Reread the first four paragraphs of chapter 10. The Time Machine was written in 1895, when technology was progressing at an intense pace, almost as fast as it is progressing today. Think about the changes that have taken place in our world in the last twenty years -- the internet, mobile phones, social media. Do you think that in our society there is an Overworld and an Underworld? A part of the world more connected to pleasure and prettiness and a part of the world more connected to machines and work? Write a short essay in which you compare the Overworld and Underworld in the book with our world today.

Quiz:

1. What piece of equipment does the Time Traveller wish he had taken into the future?
2. Reclining under the stars, what food does the Time Traveller decide that the Morlocks must be eating?

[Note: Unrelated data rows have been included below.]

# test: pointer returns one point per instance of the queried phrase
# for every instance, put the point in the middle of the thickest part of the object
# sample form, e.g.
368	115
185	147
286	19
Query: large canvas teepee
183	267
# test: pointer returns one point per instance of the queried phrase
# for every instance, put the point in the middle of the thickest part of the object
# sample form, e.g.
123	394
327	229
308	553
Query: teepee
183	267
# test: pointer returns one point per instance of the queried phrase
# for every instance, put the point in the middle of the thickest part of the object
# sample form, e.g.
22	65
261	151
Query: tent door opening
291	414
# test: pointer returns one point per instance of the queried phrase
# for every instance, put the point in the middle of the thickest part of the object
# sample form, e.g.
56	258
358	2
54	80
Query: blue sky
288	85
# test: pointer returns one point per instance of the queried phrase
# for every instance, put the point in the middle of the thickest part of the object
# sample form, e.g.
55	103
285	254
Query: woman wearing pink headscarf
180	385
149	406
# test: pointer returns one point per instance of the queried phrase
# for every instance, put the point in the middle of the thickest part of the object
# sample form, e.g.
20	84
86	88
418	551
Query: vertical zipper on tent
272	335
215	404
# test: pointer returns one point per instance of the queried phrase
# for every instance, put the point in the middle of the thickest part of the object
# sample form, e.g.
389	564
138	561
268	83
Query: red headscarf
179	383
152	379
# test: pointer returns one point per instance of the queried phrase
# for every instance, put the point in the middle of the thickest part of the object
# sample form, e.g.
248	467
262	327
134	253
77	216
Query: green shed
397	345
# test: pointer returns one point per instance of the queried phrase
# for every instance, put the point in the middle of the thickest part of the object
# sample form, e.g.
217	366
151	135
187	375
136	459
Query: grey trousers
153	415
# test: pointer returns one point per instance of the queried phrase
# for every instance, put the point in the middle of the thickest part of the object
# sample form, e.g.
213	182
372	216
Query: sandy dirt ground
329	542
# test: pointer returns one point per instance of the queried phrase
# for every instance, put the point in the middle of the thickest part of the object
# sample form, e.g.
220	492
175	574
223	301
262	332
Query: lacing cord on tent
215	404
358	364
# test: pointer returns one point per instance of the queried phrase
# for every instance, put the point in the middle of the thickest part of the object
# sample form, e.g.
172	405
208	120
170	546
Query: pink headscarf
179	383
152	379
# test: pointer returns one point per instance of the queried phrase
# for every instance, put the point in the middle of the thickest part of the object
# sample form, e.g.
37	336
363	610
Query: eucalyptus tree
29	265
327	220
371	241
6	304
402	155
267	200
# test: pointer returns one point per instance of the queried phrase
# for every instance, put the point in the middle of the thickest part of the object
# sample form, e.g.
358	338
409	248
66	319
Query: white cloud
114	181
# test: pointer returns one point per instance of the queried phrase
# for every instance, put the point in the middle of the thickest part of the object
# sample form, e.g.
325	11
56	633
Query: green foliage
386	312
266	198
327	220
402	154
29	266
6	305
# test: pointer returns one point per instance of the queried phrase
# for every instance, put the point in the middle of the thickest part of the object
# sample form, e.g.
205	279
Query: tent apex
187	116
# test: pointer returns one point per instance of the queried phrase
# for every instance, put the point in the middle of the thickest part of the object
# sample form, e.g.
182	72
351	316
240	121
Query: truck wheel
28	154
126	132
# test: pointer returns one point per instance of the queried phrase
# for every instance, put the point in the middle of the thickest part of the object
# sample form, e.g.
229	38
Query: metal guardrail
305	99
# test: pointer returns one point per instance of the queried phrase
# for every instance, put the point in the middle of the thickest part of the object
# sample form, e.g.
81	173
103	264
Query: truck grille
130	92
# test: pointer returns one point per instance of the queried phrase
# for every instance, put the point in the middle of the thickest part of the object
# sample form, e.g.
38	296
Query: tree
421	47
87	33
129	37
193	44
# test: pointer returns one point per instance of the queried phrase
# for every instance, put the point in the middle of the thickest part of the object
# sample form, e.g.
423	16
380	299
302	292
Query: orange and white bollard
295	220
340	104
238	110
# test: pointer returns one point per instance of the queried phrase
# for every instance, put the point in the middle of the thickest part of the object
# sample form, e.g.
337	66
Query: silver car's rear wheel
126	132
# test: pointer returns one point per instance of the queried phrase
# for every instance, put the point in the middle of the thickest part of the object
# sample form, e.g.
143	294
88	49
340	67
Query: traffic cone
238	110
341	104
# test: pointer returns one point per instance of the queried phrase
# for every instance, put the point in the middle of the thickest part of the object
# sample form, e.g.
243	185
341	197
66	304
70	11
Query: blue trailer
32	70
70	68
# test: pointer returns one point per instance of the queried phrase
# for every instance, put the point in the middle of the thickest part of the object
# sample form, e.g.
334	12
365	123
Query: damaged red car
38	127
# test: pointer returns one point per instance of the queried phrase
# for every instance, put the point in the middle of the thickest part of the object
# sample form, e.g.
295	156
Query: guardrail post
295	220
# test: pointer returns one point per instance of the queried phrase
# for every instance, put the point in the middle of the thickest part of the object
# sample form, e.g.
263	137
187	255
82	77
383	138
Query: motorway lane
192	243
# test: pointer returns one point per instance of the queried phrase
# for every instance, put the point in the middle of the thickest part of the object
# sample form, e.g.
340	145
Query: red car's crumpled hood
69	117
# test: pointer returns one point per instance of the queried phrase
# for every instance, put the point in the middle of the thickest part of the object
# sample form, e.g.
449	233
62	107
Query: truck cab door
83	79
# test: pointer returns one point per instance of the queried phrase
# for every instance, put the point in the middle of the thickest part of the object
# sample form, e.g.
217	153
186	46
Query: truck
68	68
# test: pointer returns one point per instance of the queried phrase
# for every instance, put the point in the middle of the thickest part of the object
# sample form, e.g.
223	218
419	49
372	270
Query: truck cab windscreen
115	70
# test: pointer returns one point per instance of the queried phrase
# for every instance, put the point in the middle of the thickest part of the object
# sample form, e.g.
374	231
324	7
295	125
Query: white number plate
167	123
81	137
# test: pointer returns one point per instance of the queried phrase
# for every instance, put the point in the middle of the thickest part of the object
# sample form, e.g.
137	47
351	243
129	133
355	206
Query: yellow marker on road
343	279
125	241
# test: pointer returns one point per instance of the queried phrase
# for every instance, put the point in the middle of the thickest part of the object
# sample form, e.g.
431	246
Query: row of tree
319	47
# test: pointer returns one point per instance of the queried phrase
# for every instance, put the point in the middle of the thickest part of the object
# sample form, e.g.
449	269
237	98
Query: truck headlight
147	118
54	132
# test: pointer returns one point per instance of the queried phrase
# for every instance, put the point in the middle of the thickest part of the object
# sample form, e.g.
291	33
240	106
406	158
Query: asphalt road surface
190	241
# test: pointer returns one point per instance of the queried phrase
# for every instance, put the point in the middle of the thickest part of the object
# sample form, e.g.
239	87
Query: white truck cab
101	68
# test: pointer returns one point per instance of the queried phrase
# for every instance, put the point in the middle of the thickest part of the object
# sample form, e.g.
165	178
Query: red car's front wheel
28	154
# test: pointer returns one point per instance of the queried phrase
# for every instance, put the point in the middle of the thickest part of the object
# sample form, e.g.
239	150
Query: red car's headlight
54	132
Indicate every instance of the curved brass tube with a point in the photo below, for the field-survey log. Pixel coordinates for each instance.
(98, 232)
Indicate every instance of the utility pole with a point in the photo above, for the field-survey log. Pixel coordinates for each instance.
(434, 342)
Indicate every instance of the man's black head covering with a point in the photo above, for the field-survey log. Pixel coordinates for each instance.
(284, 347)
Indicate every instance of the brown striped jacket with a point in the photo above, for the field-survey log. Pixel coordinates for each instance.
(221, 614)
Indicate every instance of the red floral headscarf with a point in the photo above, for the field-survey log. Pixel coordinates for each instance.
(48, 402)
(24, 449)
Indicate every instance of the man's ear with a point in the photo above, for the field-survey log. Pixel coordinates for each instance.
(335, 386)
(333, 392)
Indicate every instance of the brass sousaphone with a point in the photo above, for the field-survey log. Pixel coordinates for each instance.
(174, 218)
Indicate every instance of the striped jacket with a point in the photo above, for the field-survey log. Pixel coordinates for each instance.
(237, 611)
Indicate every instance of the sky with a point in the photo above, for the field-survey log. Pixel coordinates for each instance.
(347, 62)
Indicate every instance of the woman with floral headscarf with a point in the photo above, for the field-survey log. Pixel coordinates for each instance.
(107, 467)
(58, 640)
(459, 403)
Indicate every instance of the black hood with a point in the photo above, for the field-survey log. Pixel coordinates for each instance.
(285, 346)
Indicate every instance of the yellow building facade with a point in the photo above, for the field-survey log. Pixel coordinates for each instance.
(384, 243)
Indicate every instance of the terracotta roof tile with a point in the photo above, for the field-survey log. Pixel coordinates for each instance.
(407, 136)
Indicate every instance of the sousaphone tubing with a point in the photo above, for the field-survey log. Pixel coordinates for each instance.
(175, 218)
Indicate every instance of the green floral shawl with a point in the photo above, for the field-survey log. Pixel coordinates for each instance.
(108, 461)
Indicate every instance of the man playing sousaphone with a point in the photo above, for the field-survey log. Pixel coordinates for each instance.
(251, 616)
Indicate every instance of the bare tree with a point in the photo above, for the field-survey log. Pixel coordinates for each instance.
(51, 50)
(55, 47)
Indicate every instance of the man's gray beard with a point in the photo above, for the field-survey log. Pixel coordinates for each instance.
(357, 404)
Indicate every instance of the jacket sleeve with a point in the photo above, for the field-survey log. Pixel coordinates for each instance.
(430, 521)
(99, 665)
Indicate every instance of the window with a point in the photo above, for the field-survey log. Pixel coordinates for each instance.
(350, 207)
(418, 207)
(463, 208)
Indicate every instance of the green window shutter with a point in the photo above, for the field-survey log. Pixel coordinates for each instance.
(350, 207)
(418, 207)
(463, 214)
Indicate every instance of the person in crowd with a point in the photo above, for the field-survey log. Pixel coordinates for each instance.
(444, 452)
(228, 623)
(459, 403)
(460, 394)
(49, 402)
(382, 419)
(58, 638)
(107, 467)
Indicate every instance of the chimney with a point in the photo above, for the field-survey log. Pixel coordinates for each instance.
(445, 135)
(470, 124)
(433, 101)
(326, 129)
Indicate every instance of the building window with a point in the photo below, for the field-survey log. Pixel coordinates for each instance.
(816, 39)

3. What, according to the Time Traveller, was the original purpose of the Palace of Green Porcelain?
4. At night, what does Weena want to play with that troubles the Time Traveller?
5. The Time Traveller says that as the Morlocks attack him “The darkness seemed to grow luminous.” What causes this?
6. How does the Time Traveller get inside the pedestal to his Time Machine?
7. Where does the Time Traveller go in his Machine?
8. Upon returning to his laboratory, what does the Time Traveller see Mrs. Watchett do?
9. After telling his story to his guests, how does the Time Traveller reassure himself that the story is really true?
10. What does the Medical Man want to take with him?